Lodewijk XVII.
Lodewijk XVI, de brave en edele koning, was niet meer; Maria-Antoinette steeg op het schavot, knielde daar een oogenblik neêr en haar oog op de torens van den Temple vestigende, zegde zij: ‘nog eens vaartwel, lieve kinderen; ik ga tot uwen vader!’ Het hoofd der ongelukkige koningin viel, en, in den Temple, welken zij voor het laatst gegroet had, bevonden zich koninklijke weezen, bevond zich een minderjarig kind dat in rechte de kroon droeg en koning van Frankrijk was.
Lodewijk XVII was de tweede zoon van Lodewijk XVI en Maria-Antoinette; hij werd den 27. Maart 1785 te Versailles geboren. Hem werd eerst den titel van hertog van Normandië gegeven, doch zijn oudste broeder, den 4. Juni 1789 gestorven zijnde, viel hem den titel van dauphin ten deel. De tijdgenooten stellen hem voor als een lief kind, met een aangenaam gezichtje en veel natuurlijken aanleg.

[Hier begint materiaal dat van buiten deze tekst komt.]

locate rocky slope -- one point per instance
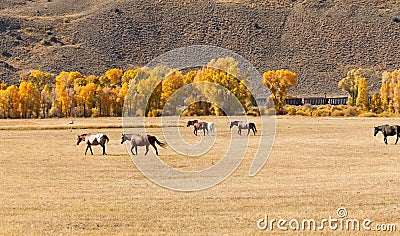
(320, 40)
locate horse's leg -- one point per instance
(104, 149)
(87, 147)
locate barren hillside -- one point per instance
(320, 40)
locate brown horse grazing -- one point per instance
(94, 139)
(142, 140)
(198, 126)
(388, 130)
(244, 125)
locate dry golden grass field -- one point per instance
(317, 165)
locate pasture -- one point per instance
(317, 165)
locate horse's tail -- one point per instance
(106, 137)
(158, 142)
(254, 125)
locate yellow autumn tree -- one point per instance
(39, 79)
(13, 102)
(29, 103)
(170, 85)
(279, 82)
(390, 91)
(114, 76)
(376, 103)
(64, 88)
(349, 84)
(46, 100)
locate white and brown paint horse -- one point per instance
(205, 126)
(244, 125)
(93, 140)
(141, 140)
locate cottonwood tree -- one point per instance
(362, 95)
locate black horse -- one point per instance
(244, 125)
(198, 126)
(388, 130)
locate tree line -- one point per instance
(144, 91)
(387, 100)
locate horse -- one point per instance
(142, 140)
(388, 130)
(93, 139)
(244, 125)
(198, 126)
(210, 127)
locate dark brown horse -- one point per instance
(141, 140)
(388, 130)
(94, 139)
(244, 125)
(198, 126)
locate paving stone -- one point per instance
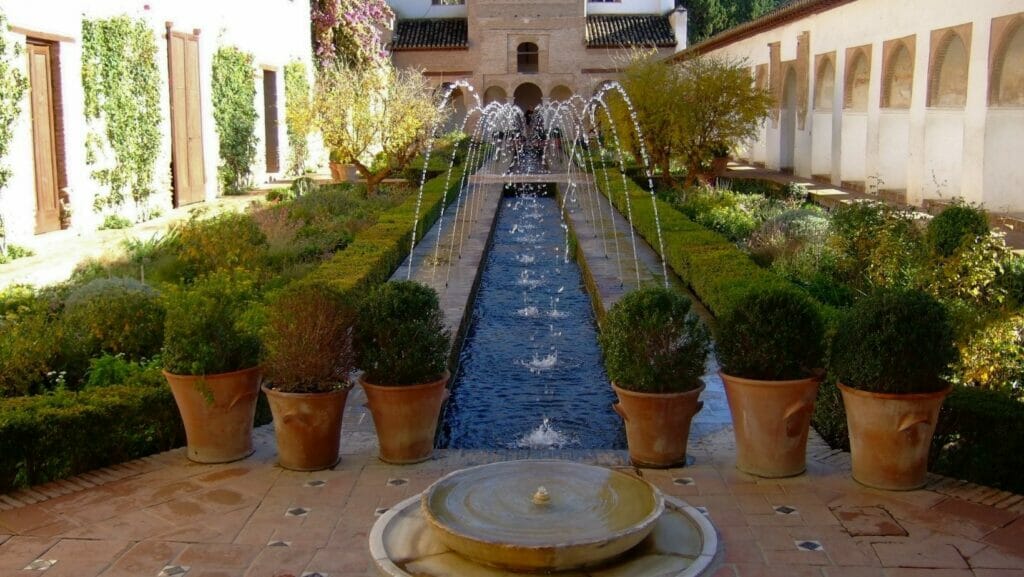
(915, 555)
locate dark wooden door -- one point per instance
(44, 137)
(186, 123)
(270, 120)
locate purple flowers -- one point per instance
(350, 31)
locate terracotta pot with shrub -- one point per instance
(771, 348)
(211, 360)
(889, 356)
(654, 351)
(402, 348)
(308, 342)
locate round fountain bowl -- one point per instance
(493, 513)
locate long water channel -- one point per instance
(530, 373)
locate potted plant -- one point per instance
(888, 358)
(654, 352)
(211, 361)
(308, 360)
(402, 348)
(770, 347)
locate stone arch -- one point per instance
(787, 122)
(495, 94)
(897, 80)
(527, 58)
(1007, 83)
(858, 77)
(947, 78)
(824, 84)
(527, 95)
(560, 93)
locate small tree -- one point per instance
(235, 115)
(12, 87)
(375, 118)
(298, 116)
(718, 107)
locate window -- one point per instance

Blijde dagen heeft dit kind voorzeker nooit beleefd. Zijn kinderspel, schier zijne wieg reeds, werden door den revolutie-storm verontrust. Zonder iets van al die menschelijke boosheid te begrijpen, welke rond zijn oudrenpaar loeide, zag het niets dan tranen, hoorde het niets dan gejammer; maar leerde het ook vroeg alleen zijn betrouwen op Hooger, op God stellen.
Uit de pracht der paleizen gerukt en in den Temple opgesloten, vergrootte dat lijden nog en werd, voor zijn vader, voor zijne moeder, eene wezenlijke marteling.
Lodewijk XVI was den 21 Januari 1793 op het schavot gestorven, schier onder het uitspreken dezer liefderijke woorden: ‘Ik vergeef degenen, die mijnen dood bewerkten; ik bid God dat het bloed, hetwelk gij gaat vergieten, nooit op Frankrijk terugvalle.’
Monsieur (Lodewijk XVIII), die zich destijds in Westfalen bevond, verklaarde weldra dat zijn kleine neef, koning van Frankrijk was en hij zelf betitelde zich als regent, gedurende de minderjarigheid.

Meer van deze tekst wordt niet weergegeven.